Document Type

Article

Publication Date

10-1975

Keywords

Accommodation of foreign elements, Forum applies a foreign law, Cuba R.R. v. Crosby, Judicial notice statutes, Application of foreign law in the courts, Anpassung, Adaptation of foreign law, Alexander Nekam

Disciplines

Civil Procedure | Conflict of Laws

Abstract

Lying at the heart of all conflicts theories is a recognition that the function of the law of conflicts is to ensure rational and just solutions to controversies involving foreign elements. A just and rational solution is one that somehow accommodates those elements. This does not mean that the foreign law must be applied but simply suggests that at least some attention should be paid to that law in the process of resolving disputes. From these relatively uncontroversial postulates, one moves to the more difficult problem of defining the role of foreign law in the conflicts setting.
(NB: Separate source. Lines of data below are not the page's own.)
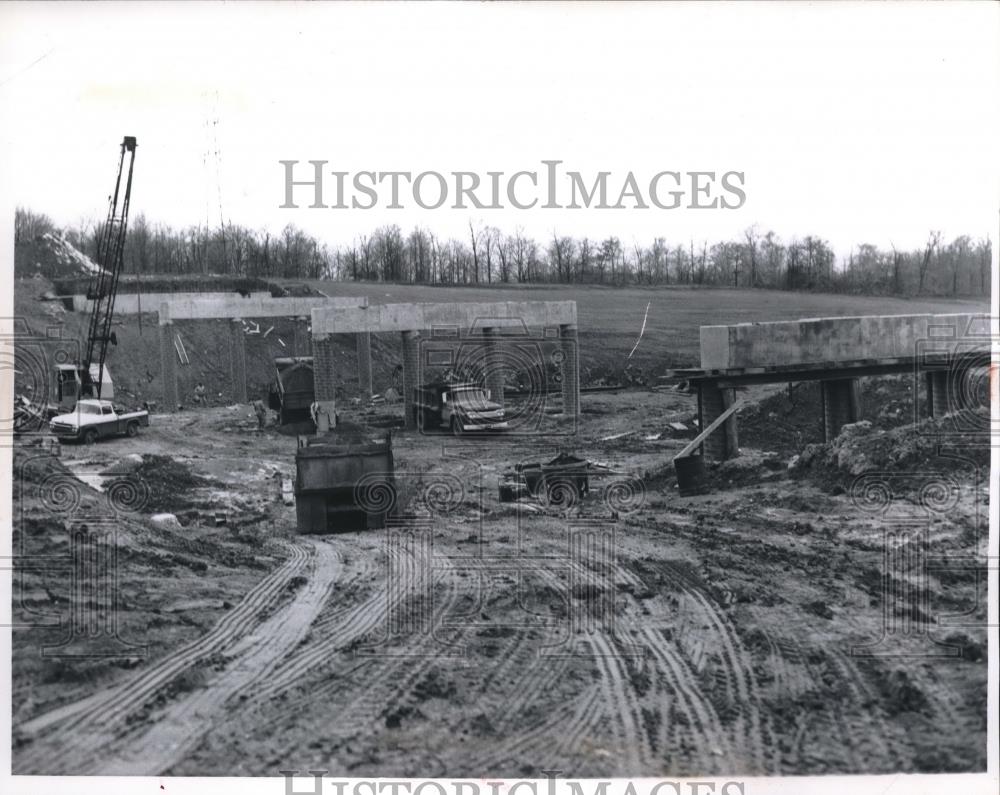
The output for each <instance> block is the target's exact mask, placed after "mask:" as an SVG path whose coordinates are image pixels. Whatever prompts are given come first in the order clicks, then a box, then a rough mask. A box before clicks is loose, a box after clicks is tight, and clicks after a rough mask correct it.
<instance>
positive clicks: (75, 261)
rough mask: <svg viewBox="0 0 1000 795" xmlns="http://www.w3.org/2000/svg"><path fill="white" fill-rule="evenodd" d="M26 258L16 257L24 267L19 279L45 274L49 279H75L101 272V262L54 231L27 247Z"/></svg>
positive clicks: (21, 271) (47, 278)
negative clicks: (90, 257) (16, 257)
mask: <svg viewBox="0 0 1000 795" xmlns="http://www.w3.org/2000/svg"><path fill="white" fill-rule="evenodd" d="M26 247H27V249H28V250H27V251H26V252H25V254H26V256H23V257H18V258H16V260H15V261H16V262H17V264H18V265H20V267H18V268H16V273H17V275H18V276H34V275H35V274H41V275H42V276H44V277H45V278H47V279H58V278H67V277H73V276H84V275H85V276H88V277H89V276H92V275H93V274H95V273H97V272H98V271H99V270H100V268H98V266H97V263H95V262H94V261H93V260H92V259H91V258H90V257H88V256H87V255H86V254H84V253H82V252H80V251H78V250H77V249H76V248H75V247H74V246H73V245H72V244H71V243H70V242H69V241H67V240H66V239H65V238H63V237H60V236H59V235H56V234H53V233H52V232H46V233H45V234H44V235H40V236H39V237H37V238H35V240H34V241H32V242H31V243H28V244H26Z"/></svg>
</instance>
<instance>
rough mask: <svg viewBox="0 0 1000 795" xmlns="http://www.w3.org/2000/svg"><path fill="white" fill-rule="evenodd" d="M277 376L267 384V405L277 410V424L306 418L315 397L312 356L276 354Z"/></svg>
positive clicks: (285, 424) (314, 399) (307, 415)
mask: <svg viewBox="0 0 1000 795" xmlns="http://www.w3.org/2000/svg"><path fill="white" fill-rule="evenodd" d="M274 369H275V379H274V381H272V382H271V385H270V387H269V388H268V395H267V406H268V408H270V409H273V410H274V411H276V412H278V424H279V425H290V424H292V423H295V422H307V421H309V419H310V416H309V407H310V406H311V405H312V403H313V401H314V400H316V397H315V383H314V380H313V357H312V356H277V357H275V359H274Z"/></svg>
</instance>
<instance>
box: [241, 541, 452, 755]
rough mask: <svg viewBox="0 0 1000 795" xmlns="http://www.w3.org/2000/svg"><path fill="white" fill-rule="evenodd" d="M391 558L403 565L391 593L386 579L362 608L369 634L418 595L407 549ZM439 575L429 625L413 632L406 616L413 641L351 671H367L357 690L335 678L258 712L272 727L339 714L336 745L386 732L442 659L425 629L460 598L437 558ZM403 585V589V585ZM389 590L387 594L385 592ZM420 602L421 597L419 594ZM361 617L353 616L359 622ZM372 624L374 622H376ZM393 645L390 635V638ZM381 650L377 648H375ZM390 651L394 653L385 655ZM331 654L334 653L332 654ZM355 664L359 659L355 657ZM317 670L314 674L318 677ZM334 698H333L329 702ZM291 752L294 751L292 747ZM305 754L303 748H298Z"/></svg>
mask: <svg viewBox="0 0 1000 795" xmlns="http://www.w3.org/2000/svg"><path fill="white" fill-rule="evenodd" d="M390 554H394V555H397V557H398V558H399V563H398V566H397V569H396V572H398V577H396V579H395V581H394V583H393V585H392V587H391V589H390V583H389V581H388V578H387V582H386V588H383V589H381V591H380V597H384V598H380V597H376V598H375V599H373V600H371V601H370V602H369V603H367V604H366V605H365V606H364V610H363V615H362V616H361V618H363V621H361V622H360V623H361V624H362V625H363V626H364V627H367V628H368V629H369V631H370V629H374V628H375V627H376V626H378V624H379V622H383V623H385V624H386V626H388V619H389V617H390V614H389V612H388V610H389V609H390V608H389V606H390V605H394V606H395V608H396V609H401V608H403V607H404V606H405V604H406V602H407V600H408V599H411V598H413V597H414V594H413V593H411V592H410V591H408V590H407V588H406V586H405V584H406V583H412V582H415V581H416V580H415V579H414V578H413V573H414V572H417V573H419V571H418V566H419V565H420V564H419V562H418V561H417V560H416V558H415V557H414V556H413V555H412V554H411V553H410V551H409V550H407V549H406V548H405V547H404V548H394V549H392V550H390ZM430 573H432V574H434V575H436V577H435V579H434V580H432V586H433V589H432V593H433V594H434V596H433V597H432V605H431V609H432V612H429V613H426V614H425V616H424V617H425V618H426V620H427V626H425V627H423V628H421V627H412V626H410V625H409V624H406V623H405V622H406V618H405V617H404V619H403V620H404V625H405V626H404V629H407V628H408V629H411V630H413V631H412V632H411V633H410V634H409V636H400V639H402V640H403V641H404V642H403V645H401V646H398V647H393V648H392V649H389V647H386V648H385V650H384V651H383V652H382V653H381V654H379V653H374V654H373V655H372V656H371V657H370V658H368V659H362V661H361V662H360V663H359V664H358V665H357V666H355V667H354V668H352V672H356V671H359V670H363V671H364V672H365V673H364V675H363V676H362V680H363V681H361V682H359V683H358V686H357V687H356V688H346V687H345V681H344V678H343V677H339V676H335V677H333V678H331V679H330V680H329V681H326V682H324V683H323V684H321V685H318V686H313V687H308V688H307V689H306V690H305V692H303V694H302V695H301V697H299V698H297V699H295V700H292V701H285V702H283V703H281V705H280V706H279V707H278V709H277V711H275V710H274V709H273V707H274V705H275V701H274V700H273V699H272V701H271V702H270V703H265V704H261V705H260V710H261V712H262V714H263V716H264V719H266V721H267V722H268V724H271V723H274V722H277V721H278V720H284V719H286V718H287V717H289V716H290V715H291V714H293V713H295V712H300V713H302V712H308V711H310V710H315V709H316V708H318V707H321V708H322V709H324V710H326V711H329V710H330V709H335V710H336V714H337V725H338V726H342V727H344V731H343V733H341V734H338V735H337V736H336V738H335V739H334V742H335V743H336V744H342V743H346V742H350V743H357V742H359V741H361V742H365V741H369V740H371V739H372V738H373V737H374V736H375V735H377V734H378V733H379V732H381V731H382V730H384V729H385V726H386V718H387V716H388V713H390V712H391V711H392V710H394V709H397V710H398V709H400V708H403V707H406V706H408V705H410V704H412V703H413V702H414V701H415V700H417V697H416V695H415V694H414V693H413V690H414V688H415V687H416V685H417V684H419V683H420V682H421V681H422V680H423V679H425V678H426V677H427V676H428V672H429V669H430V668H431V667H432V666H433V665H434V664H435V662H436V661H437V660H439V659H440V655H441V645H440V642H439V640H438V639H437V638H435V637H434V636H433V633H432V632H430V631H425V630H427V629H429V628H430V629H433V627H435V626H437V625H438V624H439V623H440V619H441V617H442V616H444V615H446V614H447V613H448V612H449V611H450V610H451V609H452V608H453V607H454V605H455V604H456V603H457V601H458V598H459V593H458V591H457V589H456V588H455V583H454V579H455V578H454V577H451V576H450V575H451V574H452V573H453V572H452V567H451V565H450V563H448V562H447V561H446V560H443V559H441V558H438V559H436V561H435V569H434V570H432V572H430ZM401 583H402V584H403V586H402V587H401V585H400V584H401ZM387 591H389V594H387V593H386V592H387ZM416 596H417V598H418V599H422V598H423V596H422V594H420V593H417V594H416ZM416 607H417V609H418V610H420V609H427V608H426V606H423V605H421V604H419V603H417V604H416ZM357 618H359V616H355V619H357ZM373 619H374V620H373ZM354 627H355V638H361V637H363V636H364V634H367V633H357V632H356V630H357V629H358V622H357V621H355V624H354ZM389 639H390V640H391V639H392V638H391V633H390V638H389ZM376 651H377V649H376ZM386 651H390V652H391V653H385V652H386ZM330 653H333V652H330ZM354 659H355V660H357V659H358V658H356V657H355V658H354ZM315 670H316V669H314V670H313V673H315ZM331 697H332V698H331ZM288 750H293V748H291V747H290V748H289V749H288ZM298 750H299V751H301V748H298Z"/></svg>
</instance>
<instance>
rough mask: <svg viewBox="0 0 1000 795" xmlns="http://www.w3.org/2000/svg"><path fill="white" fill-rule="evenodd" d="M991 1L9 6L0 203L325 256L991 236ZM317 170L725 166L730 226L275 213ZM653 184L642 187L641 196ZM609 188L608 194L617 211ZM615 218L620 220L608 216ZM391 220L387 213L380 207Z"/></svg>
mask: <svg viewBox="0 0 1000 795" xmlns="http://www.w3.org/2000/svg"><path fill="white" fill-rule="evenodd" d="M998 31H1000V5H998V4H996V3H974V4H969V5H965V4H955V3H951V4H945V3H941V4H915V5H910V4H893V5H891V6H881V5H879V6H874V5H866V6H860V5H853V4H846V3H844V4H840V3H838V4H829V5H826V4H824V5H805V4H803V5H790V4H769V5H759V6H758V5H753V6H750V5H739V6H729V5H721V4H719V5H710V6H695V5H693V4H683V5H679V6H653V5H649V4H641V5H621V4H618V5H614V6H603V5H597V4H585V5H577V6H569V5H561V4H553V5H549V6H539V5H493V4H490V5H485V4H483V5H478V4H470V5H462V6H458V5H447V6H434V7H429V6H424V5H421V6H419V7H418V6H415V5H414V6H409V5H407V6H403V5H391V6H386V5H376V6H363V7H362V6H345V5H337V6H315V5H308V6H306V5H302V6H294V7H293V6H289V5H282V6H271V5H266V4H251V5H239V6H235V5H226V6H212V7H208V8H195V7H194V6H193V5H187V4H177V5H174V4H162V5H153V6H147V5H142V6H133V5H128V6H126V5H124V4H113V5H109V6H94V5H87V6H85V7H83V6H67V5H65V4H52V5H38V6H36V5H31V4H25V5H17V6H12V5H4V6H2V7H0V103H2V118H3V123H2V131H0V135H2V150H3V151H2V158H3V159H2V166H0V167H2V173H0V177H2V180H0V186H2V187H0V190H3V192H4V193H5V194H6V196H7V197H8V198H10V197H13V200H14V201H15V202H16V203H19V204H23V205H26V206H29V207H31V208H34V209H37V210H40V211H44V212H46V213H48V214H49V215H51V216H52V217H53V218H54V219H56V220H57V221H58V222H60V223H69V224H71V223H74V222H75V221H76V220H77V219H79V218H81V217H92V218H97V217H102V216H103V214H104V212H105V210H106V204H105V202H106V196H107V194H108V192H109V191H110V190H111V188H112V186H113V179H114V167H115V164H116V160H117V154H118V144H119V143H120V141H121V139H122V136H123V135H126V134H127V135H134V136H136V137H137V138H138V141H139V151H138V155H137V159H136V172H135V186H134V192H133V213H137V212H140V211H141V212H144V213H145V214H146V216H147V218H149V219H150V220H153V221H164V222H167V223H170V224H172V225H175V226H182V225H187V224H194V223H198V222H202V223H204V222H205V221H206V219H207V220H208V222H209V223H212V224H216V223H218V221H219V218H220V216H221V217H224V218H225V219H226V220H227V221H232V222H234V223H242V224H245V225H249V226H253V227H262V228H270V229H272V230H275V231H278V230H280V229H281V228H282V227H283V226H284V225H285V224H287V223H289V222H292V223H295V224H296V225H298V226H301V227H303V228H305V229H307V230H308V231H310V232H312V233H314V234H316V235H318V236H319V237H321V238H322V239H324V240H326V241H329V242H331V243H337V242H345V241H348V240H350V239H351V238H353V237H354V236H355V235H357V234H359V233H363V232H368V231H370V230H371V229H372V228H373V227H374V226H376V225H379V224H382V223H398V224H400V225H401V226H402V227H403V228H404V229H408V228H410V227H412V226H413V225H414V224H421V225H424V226H427V227H429V228H431V229H432V230H433V231H435V232H436V233H438V234H440V235H455V236H463V235H465V234H466V233H467V224H468V221H469V219H470V218H472V219H473V220H475V221H480V220H481V221H483V222H485V223H490V224H494V225H496V226H499V227H500V228H502V229H505V230H508V231H514V229H515V228H517V227H523V228H524V230H525V231H526V232H527V233H529V234H533V235H535V236H536V237H538V238H548V237H550V236H551V235H552V233H553V230H555V231H557V232H558V233H559V234H571V235H576V236H580V235H588V236H590V237H591V238H601V237H605V236H607V235H609V234H614V235H617V236H619V237H620V238H622V239H623V241H624V242H626V244H629V243H631V241H632V240H633V239H638V240H640V241H643V242H648V241H649V240H650V239H651V238H652V237H654V236H663V237H666V238H667V239H668V240H669V241H671V242H675V243H686V242H687V241H688V240H689V239H690V238H694V239H695V241H696V242H697V241H699V240H701V239H704V238H707V239H709V240H715V239H719V238H723V237H730V236H735V235H738V234H739V233H740V230H742V229H743V228H745V227H747V226H749V225H750V224H753V223H757V224H759V225H760V226H761V227H762V228H764V229H774V230H775V231H776V232H778V233H779V234H780V235H781V236H783V237H785V238H786V239H787V238H790V237H792V236H802V235H805V234H810V233H812V234H817V235H820V236H822V237H824V238H826V239H828V240H830V241H831V242H832V243H833V244H834V246H835V248H836V249H837V250H838V252H839V253H844V252H845V251H846V250H847V249H848V248H849V247H850V246H851V245H852V244H854V243H860V242H865V241H868V242H874V243H876V244H879V245H885V246H888V245H889V243H890V242H893V243H895V244H896V245H897V246H902V247H914V246H919V245H920V244H921V243H922V242H923V241H924V240H925V239H926V236H927V232H928V230H929V229H930V228H935V229H942V230H943V231H944V233H945V235H946V236H948V237H950V236H952V235H956V234H960V233H968V234H971V235H973V236H974V237H981V236H985V235H987V234H990V235H991V236H993V238H994V239H995V238H996V235H997V232H996V229H997V223H998V191H1000V181H998V173H1000V166H998V157H997V151H998V150H997V144H996V141H997V137H998V132H997V131H998V130H1000V124H998V122H1000V118H998V117H1000V114H998V105H1000V46H998ZM282 159H295V160H301V161H307V160H311V159H320V160H328V161H330V166H329V168H330V169H335V170H341V171H347V172H357V171H360V170H374V171H390V170H402V171H411V172H420V171H424V170H436V171H440V172H451V171H460V170H461V171H475V172H478V173H481V174H485V172H487V171H505V172H508V173H510V172H514V171H518V170H540V169H541V168H542V166H541V161H542V160H543V159H558V160H562V161H563V162H564V166H563V167H564V168H568V169H574V170H578V171H581V172H584V173H585V174H590V175H595V174H596V172H598V171H610V172H612V177H611V178H610V180H609V182H610V183H615V184H617V183H616V181H620V180H621V179H622V178H624V176H625V175H626V174H627V173H628V172H629V171H632V172H634V173H635V174H636V175H645V177H646V179H647V180H648V178H649V177H650V176H651V175H652V174H655V173H657V172H660V171H664V170H668V171H681V172H687V171H715V172H725V171H730V170H733V171H740V172H743V173H744V175H745V184H744V188H745V191H746V202H745V203H744V204H743V206H742V207H740V209H738V210H721V209H716V210H685V209H678V210H659V209H655V208H654V209H648V210H582V209H581V210H562V211H560V210H542V209H537V208H536V209H533V210H524V211H519V210H514V209H510V208H508V209H505V210H468V209H466V210H449V209H444V208H442V209H438V210H420V209H419V208H416V207H415V205H413V203H412V202H409V206H408V207H407V209H404V210H387V209H374V210H334V209H308V208H307V206H306V205H307V202H305V201H303V202H302V204H303V206H302V208H301V209H298V210H288V209H279V205H280V204H281V203H282V201H283V199H284V190H283V187H282V178H283V169H282V167H281V166H279V164H278V161H279V160H282ZM640 182H641V180H640ZM613 192H615V193H616V192H617V188H616V189H615V191H613ZM612 201H613V199H612ZM385 203H387V200H386V201H384V202H383V205H384V204H385Z"/></svg>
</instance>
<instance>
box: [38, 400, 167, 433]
mask: <svg viewBox="0 0 1000 795" xmlns="http://www.w3.org/2000/svg"><path fill="white" fill-rule="evenodd" d="M147 427H149V412H148V411H145V410H141V411H126V410H125V409H123V408H122V407H121V406H116V405H114V404H113V403H112V402H111V401H110V400H97V399H87V400H78V401H77V403H76V406H75V407H74V408H73V410H72V411H71V412H69V413H68V414H59V415H57V416H55V417H53V418H52V419H51V420H49V430H50V431H51V432H52V433H53V434H54V435H55V436H57V437H58V438H59V439H71V440H74V441H78V442H84V443H85V444H93V443H94V442H96V441H97V440H98V439H103V438H104V437H106V436H120V435H121V434H125V435H126V436H135V435H136V434H137V433H139V428H147Z"/></svg>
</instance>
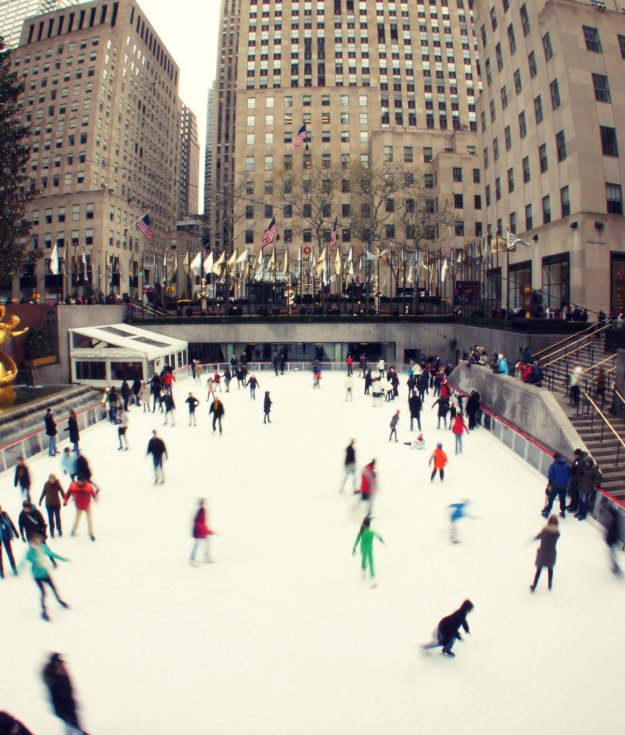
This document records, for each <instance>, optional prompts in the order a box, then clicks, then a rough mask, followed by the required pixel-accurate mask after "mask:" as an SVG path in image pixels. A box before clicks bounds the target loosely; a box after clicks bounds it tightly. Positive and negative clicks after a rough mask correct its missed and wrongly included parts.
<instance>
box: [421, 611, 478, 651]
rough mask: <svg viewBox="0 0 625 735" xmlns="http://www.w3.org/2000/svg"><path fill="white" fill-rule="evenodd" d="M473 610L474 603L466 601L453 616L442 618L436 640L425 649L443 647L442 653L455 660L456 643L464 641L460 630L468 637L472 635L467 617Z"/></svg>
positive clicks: (455, 612)
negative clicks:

Attention in this area is usually focused on the theoretical bases for the displacement of forum law by some foreign rule related to the matter through one or more connecting factors. However, implicit in attempts to develop normative standards for choosing foreign substantive rules is the assumption that those rules can be applied by the forum in some sensible fashion. To assume otherwise renders conflicts rules—other than those which direct the application of forum law in all circumstances—meaningless. But in what sense can it be said that the forum applies any law other than its own? Most commentary on this question has directed itself to such practical concerns as the effect of failing to plead foreign law. While these issues are by no means insignificant, a fuller understanding of the problems involved in the application of foreign law must be based on the premise that foreign law is different in kind from the law of the forum and that this difference frequently affects the way in which the forum treats the foreign law. This article examines the means by which courts in the conflicts setting have attempted to accommodate the relevant foreign elements and attempts to explain what it means for the forum to apply a foreign law. The intent here is primarily descriptive: to clarify what we are talking about when we say that the forum applies a foreign law.

Publication Citation

Published in: Northwestern University Law Review, vol. 70, no. 4 (September-October 1975).